Friday 7 July 2017

Death of the Old: Let it Go and Embrace the New!

Just a very quick note today between sessions. I’ll start with an email reply I made to someone today:

This must be the time of many deaths. I think every session this week has been about people processing someone’s death or needing to deal with their own mortality. That is not to minimize your own losses, for which I’m sorry. It’s just bordering bizarre how many clients have had death as their session topic this week.
Life is good here, but I’m also having a kind of death of a version of myself in that we have so much wildlife here — very cool, but also such an abundance of it — that gardening will be extremely different for me. There’s not much point in planting most of the things I had planned to put in, as even with fences, there are tunnels, there are climbers, flyers, it’s kind of a free for all. I wanted a more manageable garden, so this transition is forcing that upon me. I can either fight all the critters full time and still lose or plan accordingly and not even build things up too big to begin with. Choose plants they notoriously don’t eat.

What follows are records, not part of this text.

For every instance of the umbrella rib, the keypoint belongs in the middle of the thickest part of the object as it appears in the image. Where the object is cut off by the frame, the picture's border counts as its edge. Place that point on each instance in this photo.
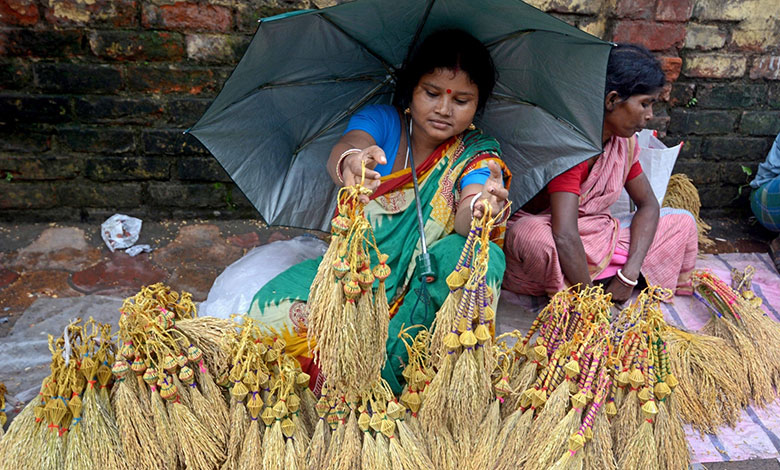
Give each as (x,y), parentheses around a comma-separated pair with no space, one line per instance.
(389,67)
(340,116)
(419,31)
(361,78)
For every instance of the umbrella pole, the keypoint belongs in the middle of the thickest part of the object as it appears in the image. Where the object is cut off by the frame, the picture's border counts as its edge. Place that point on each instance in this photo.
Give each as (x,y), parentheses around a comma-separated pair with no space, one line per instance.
(424,260)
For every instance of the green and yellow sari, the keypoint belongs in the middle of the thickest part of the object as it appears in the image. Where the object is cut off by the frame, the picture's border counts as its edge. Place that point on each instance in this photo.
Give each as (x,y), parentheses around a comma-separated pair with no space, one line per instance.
(281,303)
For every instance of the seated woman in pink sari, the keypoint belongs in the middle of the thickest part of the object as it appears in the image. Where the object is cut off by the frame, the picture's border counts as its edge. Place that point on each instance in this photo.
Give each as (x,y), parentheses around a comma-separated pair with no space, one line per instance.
(566,234)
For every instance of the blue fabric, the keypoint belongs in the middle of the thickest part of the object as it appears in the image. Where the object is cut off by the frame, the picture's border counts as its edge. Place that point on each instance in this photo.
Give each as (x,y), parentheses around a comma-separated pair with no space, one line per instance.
(381,121)
(765,203)
(770,169)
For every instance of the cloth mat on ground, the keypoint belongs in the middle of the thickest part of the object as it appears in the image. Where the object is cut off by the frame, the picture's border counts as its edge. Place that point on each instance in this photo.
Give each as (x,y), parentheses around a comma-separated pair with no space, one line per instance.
(757,434)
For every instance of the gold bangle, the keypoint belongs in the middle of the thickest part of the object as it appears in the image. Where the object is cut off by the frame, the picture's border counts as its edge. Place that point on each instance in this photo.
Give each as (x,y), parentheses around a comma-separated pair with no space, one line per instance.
(341,160)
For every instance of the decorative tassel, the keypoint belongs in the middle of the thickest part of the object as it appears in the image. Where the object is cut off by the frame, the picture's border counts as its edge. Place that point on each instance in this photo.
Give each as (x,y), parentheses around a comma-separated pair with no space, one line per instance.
(239,420)
(251,457)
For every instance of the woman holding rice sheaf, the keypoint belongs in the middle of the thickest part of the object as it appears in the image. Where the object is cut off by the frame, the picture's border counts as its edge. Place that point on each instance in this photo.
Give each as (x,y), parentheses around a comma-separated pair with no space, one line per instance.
(566,234)
(447,81)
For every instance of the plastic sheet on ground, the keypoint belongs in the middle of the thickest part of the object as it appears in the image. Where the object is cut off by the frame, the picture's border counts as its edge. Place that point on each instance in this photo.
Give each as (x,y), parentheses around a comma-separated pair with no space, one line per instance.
(233,290)
(757,434)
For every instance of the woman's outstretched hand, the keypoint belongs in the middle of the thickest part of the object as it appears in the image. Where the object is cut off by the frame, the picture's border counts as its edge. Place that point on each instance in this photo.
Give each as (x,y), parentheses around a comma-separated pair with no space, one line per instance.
(352,167)
(494,191)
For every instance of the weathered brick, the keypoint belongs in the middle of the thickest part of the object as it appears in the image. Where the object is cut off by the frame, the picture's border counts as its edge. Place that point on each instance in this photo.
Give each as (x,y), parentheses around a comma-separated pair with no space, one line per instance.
(100,13)
(105,195)
(23,195)
(759,36)
(704,37)
(185,16)
(715,65)
(117,109)
(137,46)
(635,9)
(760,123)
(26,109)
(185,111)
(194,81)
(691,148)
(671,67)
(773,97)
(127,168)
(15,75)
(682,93)
(103,140)
(171,142)
(673,10)
(190,195)
(41,168)
(734,148)
(579,7)
(77,78)
(730,95)
(24,139)
(766,67)
(720,10)
(19,12)
(655,36)
(685,121)
(201,169)
(216,48)
(699,172)
(43,43)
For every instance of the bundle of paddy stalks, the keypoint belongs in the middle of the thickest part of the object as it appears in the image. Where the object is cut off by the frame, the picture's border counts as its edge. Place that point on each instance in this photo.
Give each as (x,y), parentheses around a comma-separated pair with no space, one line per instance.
(647,430)
(69,425)
(3,416)
(570,333)
(745,309)
(746,329)
(465,357)
(348,321)
(167,404)
(265,387)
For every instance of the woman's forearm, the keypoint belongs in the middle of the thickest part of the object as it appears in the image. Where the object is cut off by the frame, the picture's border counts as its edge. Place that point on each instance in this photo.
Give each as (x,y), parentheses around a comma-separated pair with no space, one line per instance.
(643,227)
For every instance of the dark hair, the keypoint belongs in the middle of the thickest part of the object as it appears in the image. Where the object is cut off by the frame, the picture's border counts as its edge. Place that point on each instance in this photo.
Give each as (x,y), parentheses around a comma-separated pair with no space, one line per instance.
(633,70)
(448,49)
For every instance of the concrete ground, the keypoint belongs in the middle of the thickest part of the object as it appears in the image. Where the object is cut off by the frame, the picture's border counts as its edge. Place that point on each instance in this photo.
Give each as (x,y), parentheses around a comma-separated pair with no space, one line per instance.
(67,268)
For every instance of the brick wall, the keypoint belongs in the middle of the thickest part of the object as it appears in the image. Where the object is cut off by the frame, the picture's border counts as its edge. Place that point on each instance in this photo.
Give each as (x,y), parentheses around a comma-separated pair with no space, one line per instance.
(94,95)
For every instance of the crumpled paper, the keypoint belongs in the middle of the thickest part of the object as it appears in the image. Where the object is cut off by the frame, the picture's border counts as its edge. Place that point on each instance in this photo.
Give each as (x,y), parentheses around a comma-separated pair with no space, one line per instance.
(120,231)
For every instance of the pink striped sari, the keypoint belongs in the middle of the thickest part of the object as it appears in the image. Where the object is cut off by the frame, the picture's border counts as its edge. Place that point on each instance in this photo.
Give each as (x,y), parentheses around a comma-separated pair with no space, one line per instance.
(532,266)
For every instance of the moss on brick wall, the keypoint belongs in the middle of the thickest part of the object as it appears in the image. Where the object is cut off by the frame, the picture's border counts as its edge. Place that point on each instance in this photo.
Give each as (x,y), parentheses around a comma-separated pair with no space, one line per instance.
(94,96)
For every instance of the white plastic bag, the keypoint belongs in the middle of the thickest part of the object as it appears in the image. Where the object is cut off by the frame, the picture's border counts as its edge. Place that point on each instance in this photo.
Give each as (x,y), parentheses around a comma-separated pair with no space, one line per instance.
(120,231)
(657,162)
(233,290)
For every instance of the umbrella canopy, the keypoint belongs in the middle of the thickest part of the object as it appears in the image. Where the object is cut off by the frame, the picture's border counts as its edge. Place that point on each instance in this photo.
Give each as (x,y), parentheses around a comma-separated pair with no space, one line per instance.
(304,74)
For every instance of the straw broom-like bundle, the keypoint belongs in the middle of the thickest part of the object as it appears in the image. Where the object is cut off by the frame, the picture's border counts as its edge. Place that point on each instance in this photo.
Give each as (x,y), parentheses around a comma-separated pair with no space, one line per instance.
(757,373)
(345,328)
(682,194)
(200,449)
(713,386)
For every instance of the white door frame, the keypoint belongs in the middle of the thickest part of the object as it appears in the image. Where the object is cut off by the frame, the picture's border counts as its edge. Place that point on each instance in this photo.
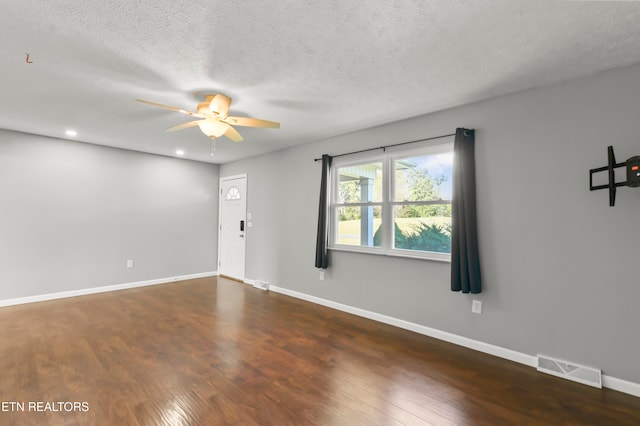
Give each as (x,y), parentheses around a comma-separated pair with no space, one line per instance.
(220,202)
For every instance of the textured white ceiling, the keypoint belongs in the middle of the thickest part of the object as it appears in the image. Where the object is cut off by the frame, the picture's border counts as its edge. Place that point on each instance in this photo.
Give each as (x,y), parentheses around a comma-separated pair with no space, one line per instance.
(321,68)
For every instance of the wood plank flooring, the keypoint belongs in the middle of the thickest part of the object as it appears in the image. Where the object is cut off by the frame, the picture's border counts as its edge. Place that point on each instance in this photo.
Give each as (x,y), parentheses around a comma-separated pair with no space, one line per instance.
(214,351)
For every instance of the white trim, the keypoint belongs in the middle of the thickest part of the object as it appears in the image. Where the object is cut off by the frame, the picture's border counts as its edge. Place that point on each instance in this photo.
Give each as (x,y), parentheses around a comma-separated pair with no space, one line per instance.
(613,383)
(621,385)
(104,289)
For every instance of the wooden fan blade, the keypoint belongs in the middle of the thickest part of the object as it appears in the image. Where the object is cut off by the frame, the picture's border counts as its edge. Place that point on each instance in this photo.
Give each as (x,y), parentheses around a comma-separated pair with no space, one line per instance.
(220,105)
(233,134)
(170,108)
(183,126)
(252,122)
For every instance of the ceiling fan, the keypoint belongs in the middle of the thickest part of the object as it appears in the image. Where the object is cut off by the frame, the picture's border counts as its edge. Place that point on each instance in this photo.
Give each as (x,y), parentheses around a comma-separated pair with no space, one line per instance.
(213,118)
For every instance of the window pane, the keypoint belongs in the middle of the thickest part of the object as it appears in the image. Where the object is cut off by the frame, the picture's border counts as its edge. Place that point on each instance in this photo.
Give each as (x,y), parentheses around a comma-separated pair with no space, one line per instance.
(359,226)
(423,178)
(423,228)
(360,183)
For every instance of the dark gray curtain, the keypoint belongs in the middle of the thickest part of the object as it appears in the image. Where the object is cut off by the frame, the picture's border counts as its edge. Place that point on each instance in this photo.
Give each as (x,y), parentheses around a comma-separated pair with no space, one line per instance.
(322,240)
(465,258)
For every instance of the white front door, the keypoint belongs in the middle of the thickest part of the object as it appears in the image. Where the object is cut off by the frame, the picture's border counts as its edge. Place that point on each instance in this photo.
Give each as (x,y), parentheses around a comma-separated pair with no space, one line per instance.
(233,212)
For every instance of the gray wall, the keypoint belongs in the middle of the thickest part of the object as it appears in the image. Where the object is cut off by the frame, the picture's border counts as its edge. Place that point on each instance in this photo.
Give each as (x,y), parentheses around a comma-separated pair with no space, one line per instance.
(72,214)
(559,264)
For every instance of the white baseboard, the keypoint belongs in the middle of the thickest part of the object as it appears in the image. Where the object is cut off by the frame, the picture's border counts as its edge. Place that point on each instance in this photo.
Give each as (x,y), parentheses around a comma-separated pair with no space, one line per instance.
(94,290)
(511,355)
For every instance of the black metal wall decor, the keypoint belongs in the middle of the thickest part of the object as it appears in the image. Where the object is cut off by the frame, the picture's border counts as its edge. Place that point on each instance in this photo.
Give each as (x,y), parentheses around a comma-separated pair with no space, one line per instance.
(633,175)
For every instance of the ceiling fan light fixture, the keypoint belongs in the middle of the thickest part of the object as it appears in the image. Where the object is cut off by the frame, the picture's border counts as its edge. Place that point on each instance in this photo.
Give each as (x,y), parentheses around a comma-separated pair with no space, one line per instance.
(212,127)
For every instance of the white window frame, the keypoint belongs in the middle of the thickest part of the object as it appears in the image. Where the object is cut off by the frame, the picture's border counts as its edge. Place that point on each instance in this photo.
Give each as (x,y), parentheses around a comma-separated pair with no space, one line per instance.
(387,205)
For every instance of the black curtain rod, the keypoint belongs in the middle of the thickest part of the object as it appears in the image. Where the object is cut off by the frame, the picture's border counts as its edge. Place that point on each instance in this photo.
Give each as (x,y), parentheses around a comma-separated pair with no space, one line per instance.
(389,146)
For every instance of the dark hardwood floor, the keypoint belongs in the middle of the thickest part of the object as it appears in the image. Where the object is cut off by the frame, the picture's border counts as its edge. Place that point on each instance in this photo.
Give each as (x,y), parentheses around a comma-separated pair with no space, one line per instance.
(214,351)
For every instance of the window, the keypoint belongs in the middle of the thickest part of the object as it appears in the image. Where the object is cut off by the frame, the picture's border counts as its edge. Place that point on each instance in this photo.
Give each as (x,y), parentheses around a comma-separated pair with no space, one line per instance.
(397,203)
(233,194)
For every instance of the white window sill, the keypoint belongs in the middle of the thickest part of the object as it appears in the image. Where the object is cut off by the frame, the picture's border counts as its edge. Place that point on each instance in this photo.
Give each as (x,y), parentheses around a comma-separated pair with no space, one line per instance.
(407,254)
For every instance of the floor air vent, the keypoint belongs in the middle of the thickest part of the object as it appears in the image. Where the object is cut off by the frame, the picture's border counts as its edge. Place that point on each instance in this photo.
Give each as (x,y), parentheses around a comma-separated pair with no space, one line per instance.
(567,370)
(262,285)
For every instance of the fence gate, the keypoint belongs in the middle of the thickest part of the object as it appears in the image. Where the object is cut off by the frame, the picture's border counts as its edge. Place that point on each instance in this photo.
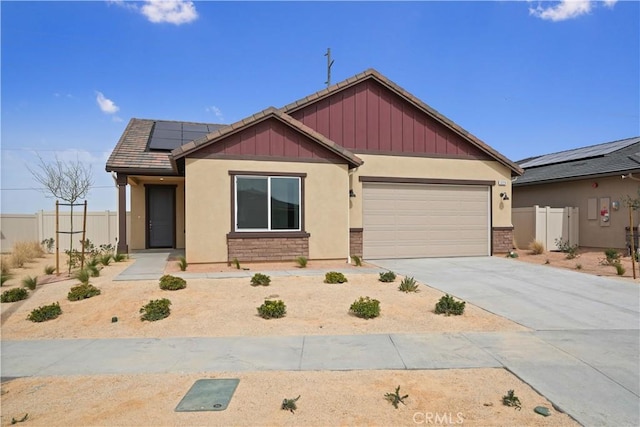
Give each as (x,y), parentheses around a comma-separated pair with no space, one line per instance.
(546,225)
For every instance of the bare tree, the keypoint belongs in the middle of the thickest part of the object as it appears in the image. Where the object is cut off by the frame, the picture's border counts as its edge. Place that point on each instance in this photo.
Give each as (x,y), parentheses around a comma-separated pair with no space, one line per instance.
(67,181)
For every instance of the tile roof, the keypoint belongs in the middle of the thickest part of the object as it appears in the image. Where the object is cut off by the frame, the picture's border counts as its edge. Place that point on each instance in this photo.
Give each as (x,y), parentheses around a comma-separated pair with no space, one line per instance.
(374,74)
(270,112)
(611,158)
(131,154)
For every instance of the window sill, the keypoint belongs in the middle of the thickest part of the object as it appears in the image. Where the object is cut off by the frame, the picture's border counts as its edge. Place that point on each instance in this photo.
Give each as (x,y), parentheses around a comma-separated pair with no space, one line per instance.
(266,234)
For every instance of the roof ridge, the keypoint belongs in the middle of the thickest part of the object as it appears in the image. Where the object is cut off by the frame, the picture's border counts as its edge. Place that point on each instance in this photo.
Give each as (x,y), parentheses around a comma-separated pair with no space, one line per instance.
(270,111)
(409,97)
(580,148)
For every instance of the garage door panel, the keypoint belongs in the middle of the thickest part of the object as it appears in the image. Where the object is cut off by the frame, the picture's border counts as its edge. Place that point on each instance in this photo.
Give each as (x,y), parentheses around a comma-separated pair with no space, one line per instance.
(414,220)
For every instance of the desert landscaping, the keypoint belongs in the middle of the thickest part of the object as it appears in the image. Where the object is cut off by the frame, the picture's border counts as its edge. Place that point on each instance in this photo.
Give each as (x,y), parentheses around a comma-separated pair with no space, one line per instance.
(227,307)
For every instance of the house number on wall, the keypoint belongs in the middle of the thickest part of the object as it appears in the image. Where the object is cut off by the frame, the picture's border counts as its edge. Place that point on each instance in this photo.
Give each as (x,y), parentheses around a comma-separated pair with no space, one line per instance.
(604,211)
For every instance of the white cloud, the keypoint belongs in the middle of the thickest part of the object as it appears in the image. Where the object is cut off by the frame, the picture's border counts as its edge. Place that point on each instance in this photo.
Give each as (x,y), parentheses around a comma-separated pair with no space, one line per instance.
(172,11)
(106,105)
(216,112)
(566,9)
(158,11)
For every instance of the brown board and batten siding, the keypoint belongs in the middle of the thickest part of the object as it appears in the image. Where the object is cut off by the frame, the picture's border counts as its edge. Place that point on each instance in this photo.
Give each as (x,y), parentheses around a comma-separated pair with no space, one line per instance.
(268,139)
(369,118)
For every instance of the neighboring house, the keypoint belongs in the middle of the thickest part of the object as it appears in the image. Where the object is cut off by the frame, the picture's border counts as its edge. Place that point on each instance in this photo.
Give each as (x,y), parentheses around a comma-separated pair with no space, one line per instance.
(595,179)
(360,168)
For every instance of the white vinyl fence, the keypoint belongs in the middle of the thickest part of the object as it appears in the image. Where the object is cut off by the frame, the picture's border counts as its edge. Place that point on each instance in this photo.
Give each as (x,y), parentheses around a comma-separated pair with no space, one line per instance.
(546,225)
(102,228)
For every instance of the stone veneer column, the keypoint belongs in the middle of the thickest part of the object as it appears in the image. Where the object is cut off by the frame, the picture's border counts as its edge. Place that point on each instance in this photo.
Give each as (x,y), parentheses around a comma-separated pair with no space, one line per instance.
(502,241)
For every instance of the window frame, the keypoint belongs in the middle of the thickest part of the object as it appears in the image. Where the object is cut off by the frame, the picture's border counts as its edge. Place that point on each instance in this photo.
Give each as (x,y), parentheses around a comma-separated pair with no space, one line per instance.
(268,232)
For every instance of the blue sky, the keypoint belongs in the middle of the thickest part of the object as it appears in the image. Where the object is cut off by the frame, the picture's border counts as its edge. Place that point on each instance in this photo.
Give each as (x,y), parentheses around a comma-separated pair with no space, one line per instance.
(526,77)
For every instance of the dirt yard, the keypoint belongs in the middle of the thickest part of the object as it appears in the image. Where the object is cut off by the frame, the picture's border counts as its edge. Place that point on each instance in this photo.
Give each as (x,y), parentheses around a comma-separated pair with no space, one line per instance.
(588,260)
(227,307)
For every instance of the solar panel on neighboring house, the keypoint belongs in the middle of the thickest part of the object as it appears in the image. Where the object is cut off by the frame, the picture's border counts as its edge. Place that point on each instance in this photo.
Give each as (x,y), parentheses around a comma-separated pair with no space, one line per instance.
(579,153)
(167,136)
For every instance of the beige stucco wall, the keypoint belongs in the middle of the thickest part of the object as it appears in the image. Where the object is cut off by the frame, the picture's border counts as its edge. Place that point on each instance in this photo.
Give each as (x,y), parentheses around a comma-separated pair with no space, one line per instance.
(434,168)
(208,206)
(577,194)
(138,209)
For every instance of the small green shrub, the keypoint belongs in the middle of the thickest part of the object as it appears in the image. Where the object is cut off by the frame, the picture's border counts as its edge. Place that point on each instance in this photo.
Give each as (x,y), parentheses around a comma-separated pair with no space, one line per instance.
(408,284)
(105,259)
(536,247)
(13,295)
(365,308)
(620,270)
(612,255)
(172,283)
(155,310)
(571,251)
(395,398)
(92,266)
(510,399)
(45,312)
(83,291)
(290,404)
(83,276)
(4,277)
(260,279)
(334,277)
(30,282)
(118,257)
(182,263)
(271,309)
(48,244)
(387,277)
(447,306)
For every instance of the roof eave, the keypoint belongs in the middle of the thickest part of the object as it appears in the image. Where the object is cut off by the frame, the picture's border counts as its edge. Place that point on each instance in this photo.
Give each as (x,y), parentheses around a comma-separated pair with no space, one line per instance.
(575,178)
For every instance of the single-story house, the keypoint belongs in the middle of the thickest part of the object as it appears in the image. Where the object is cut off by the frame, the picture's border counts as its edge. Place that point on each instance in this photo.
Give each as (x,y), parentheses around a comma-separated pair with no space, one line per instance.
(596,179)
(359,168)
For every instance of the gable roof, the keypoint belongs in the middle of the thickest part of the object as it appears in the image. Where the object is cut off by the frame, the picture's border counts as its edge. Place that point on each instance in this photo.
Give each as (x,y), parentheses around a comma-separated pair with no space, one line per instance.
(420,105)
(271,112)
(131,154)
(607,159)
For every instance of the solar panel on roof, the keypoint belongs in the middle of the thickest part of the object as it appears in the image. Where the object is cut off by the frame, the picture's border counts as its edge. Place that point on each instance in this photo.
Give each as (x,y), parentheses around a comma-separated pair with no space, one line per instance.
(168,126)
(580,153)
(167,136)
(190,127)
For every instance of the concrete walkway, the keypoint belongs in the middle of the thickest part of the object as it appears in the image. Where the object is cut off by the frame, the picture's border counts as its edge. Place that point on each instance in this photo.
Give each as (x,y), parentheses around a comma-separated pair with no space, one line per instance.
(582,352)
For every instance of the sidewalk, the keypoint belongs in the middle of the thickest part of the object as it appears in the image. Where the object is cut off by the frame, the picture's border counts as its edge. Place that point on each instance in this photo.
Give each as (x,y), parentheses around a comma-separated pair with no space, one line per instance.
(587,371)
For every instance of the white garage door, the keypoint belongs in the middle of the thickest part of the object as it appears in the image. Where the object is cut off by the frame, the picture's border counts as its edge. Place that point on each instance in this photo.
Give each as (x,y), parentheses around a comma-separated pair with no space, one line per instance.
(424,220)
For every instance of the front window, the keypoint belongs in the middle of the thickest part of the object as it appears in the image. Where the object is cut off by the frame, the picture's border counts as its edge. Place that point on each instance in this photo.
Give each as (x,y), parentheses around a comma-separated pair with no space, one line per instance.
(268,203)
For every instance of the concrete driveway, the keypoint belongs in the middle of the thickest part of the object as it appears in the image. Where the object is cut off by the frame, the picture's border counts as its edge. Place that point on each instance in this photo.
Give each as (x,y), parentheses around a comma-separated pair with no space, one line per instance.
(583,352)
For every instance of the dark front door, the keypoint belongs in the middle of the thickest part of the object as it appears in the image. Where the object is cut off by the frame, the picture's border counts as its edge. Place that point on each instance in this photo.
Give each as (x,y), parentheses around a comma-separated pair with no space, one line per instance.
(161,216)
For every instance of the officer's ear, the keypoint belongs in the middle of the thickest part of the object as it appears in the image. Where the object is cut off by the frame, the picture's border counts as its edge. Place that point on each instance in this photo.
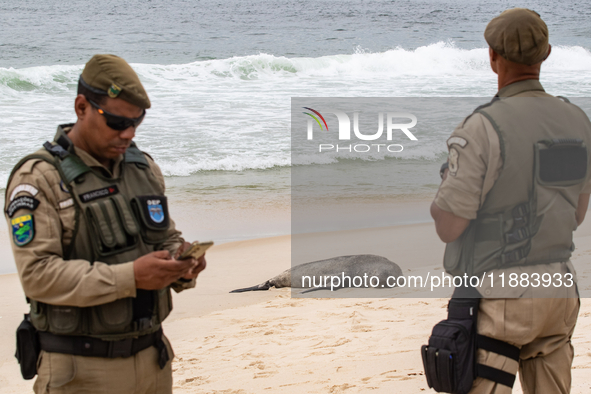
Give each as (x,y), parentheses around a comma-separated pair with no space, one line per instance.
(493,57)
(549,50)
(81,107)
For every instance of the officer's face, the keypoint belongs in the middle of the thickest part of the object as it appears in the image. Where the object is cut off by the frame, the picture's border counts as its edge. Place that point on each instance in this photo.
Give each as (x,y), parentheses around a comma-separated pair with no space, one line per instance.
(103,142)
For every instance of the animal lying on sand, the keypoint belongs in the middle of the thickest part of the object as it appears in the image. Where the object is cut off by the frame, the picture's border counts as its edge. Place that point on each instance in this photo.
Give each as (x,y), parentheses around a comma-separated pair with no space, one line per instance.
(337,272)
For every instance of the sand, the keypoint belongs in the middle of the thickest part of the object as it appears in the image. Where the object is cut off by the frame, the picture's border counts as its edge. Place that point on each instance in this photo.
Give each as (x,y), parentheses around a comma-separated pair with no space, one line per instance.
(268,341)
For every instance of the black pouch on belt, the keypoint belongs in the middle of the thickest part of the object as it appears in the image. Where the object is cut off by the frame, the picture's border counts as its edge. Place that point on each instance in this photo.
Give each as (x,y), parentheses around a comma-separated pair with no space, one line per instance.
(27,348)
(450,357)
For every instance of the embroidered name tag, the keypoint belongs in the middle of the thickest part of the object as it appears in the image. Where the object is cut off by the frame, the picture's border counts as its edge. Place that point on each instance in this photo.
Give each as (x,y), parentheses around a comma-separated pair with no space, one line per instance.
(99,193)
(22,202)
(24,187)
(155,211)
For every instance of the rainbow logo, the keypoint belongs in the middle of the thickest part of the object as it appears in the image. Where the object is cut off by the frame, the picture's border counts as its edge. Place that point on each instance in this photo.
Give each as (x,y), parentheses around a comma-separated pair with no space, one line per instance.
(315,118)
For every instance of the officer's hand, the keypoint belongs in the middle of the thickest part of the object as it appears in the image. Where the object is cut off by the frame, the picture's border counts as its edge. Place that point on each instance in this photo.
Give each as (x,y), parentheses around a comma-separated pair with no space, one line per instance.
(198,265)
(157,270)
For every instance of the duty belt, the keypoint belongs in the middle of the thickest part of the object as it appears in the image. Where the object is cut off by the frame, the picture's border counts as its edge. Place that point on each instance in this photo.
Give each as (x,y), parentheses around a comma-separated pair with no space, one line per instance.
(94,347)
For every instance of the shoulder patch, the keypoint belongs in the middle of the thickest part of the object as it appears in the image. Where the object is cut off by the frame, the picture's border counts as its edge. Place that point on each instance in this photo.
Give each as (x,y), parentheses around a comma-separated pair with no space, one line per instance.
(24,187)
(22,202)
(99,193)
(23,229)
(458,141)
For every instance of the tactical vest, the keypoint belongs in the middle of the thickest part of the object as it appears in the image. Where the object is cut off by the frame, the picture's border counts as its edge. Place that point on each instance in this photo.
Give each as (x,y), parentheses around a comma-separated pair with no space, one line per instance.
(528,216)
(116,221)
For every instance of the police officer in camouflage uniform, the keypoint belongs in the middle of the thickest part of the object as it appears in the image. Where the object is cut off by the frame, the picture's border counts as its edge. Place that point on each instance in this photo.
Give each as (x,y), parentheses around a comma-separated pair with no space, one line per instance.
(93,244)
(517,187)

Time to focus more on other things like writing and meeting compatible local people of which there was a complete dearth in Goshen! Everything is a trade-off. Given what others are processing, I’m grateful it’s just the death of a garden plan in my head.
A little more info for the blog:
Truly, I’ve heard from multiple people who’ve attended funerals this week, or who booked a session for a dying animal friend or one who recently passed, people whose parents are in hospice care, someone reinventing life after the death of a spouse, people who think they’re dying because they’re going through such intense detoxification, people who’ve done huge cleanses, either of their body or of their possessions, and multiple people I know saying “I don’t want to be here anymore,” followed by, “Don’t worry, I’m exaggerating, I wouldn’t really kill myself, but it’s just so intense!”
The times, they are a’changing! Best to roll with it, as the intensity decreases when you approach things with non-attachment and a wee, tiny sense of humor. What are these changes telling you has run its course? What freedom can you claim now that you’re less grounded in the old? If you feel stuck, try decluttering. If you feel boxed in, get creative.
I ran into two neighbors today — a next door woman named Amy who works from home and used to live in South Bend and …. the groundhog, who never misses a chance to crawl through the shed if rain washes away the fox pee. He was mighty fidgety, though, even with windless and motion-free pinwheels. One open and close of the window and he was outta here.
The encounter began to confirm what I already suspected: I’m not really going to get rid of these groundhogs. They’re everywhere around here, and I’d rather have them use a single known fence and shed dodge than burrow all over the place trying to get back in. I’d rather have them eat the prolific backyard clover than discover my front yard garden. I’d rather make peace than total war. Our neighbor also told me we have tons of wildlife, even things I’ve not yet seen, like possums (they eat 2,000 ticks per day … I invited them, and she saw a “huge one” in our front yard yesterday). We’ve also got raccoons, deer, and even wild turkeys. She looked at my front yard garden and stifled a laugh. I told her it was better than sure destruction out back.
The thing is, I love nature. I don’t want groundhog burrows all over our yard, but I’m OK with one or two sightings a week through a long standing path. I planted that food forest in Goshen because I couldn’t stand the complete lack of nature and beauty. Here, I have nature and beauty galore. There are also many edibles that wildlife find less enticing or even repellent:
  • many herbs, especially lavender, mint, hyssop, chives, thyme, and garlic
  • lots of my favorite flowers, including foxglove, dianthus, irises, alliums, columbines, and snapdragons
  • perennial vegetables like rhubarb, horseradish and Egyptian walking onions, plus annuals like fennel, peppers, and beets
  • fruiting shrubs like aronia berry and spiny gooseberry

After reading about groundhogs climbing peach trees, decimating serviceberry bushes and stealing entire apple crops, I’m just not going to bother with those. I found a long list of groundhog resistant plants even beyond these particular favorites, which you can find here. Most groundhog resistant plants are also rabbit and deer resistant, too. I’ve got strategies to stinking them out with fragrant herbs intermixed with my more vulnerable plants. I’m excited, because it’s actually a lot of easy care plants.

All of which is to say, change is here. For me and for a lot of others. David and I chose this location for the massive upgrade, and we feel it — especially me since he’s still spending his weekdays in Goshen for the next month or so. When we make a change, some things fall away. Sometimes things we dearly loved, but if we’ve set our sights and intentions, prayers and Reiki on the highest, most empowered good, then it’s much easier to release what’s leaving anyway.

I’ll leave you with a comment bump up from Timothy Glenn:

“Laura: You’re right about shifting gears while driving. To get from any gear into any other gear, you have to go through a phase called neutral. As for pivoting, another fun ditty from Abraham-Hicks is seeing life as a river — and everything thing you want is downstream. Even if you’ve been doing the typical human thing of paddling as hard as you can upstream, you can simply put down the silly paddle — and river by its very nature will turn your boat around. You will pivot easily and gracefully.”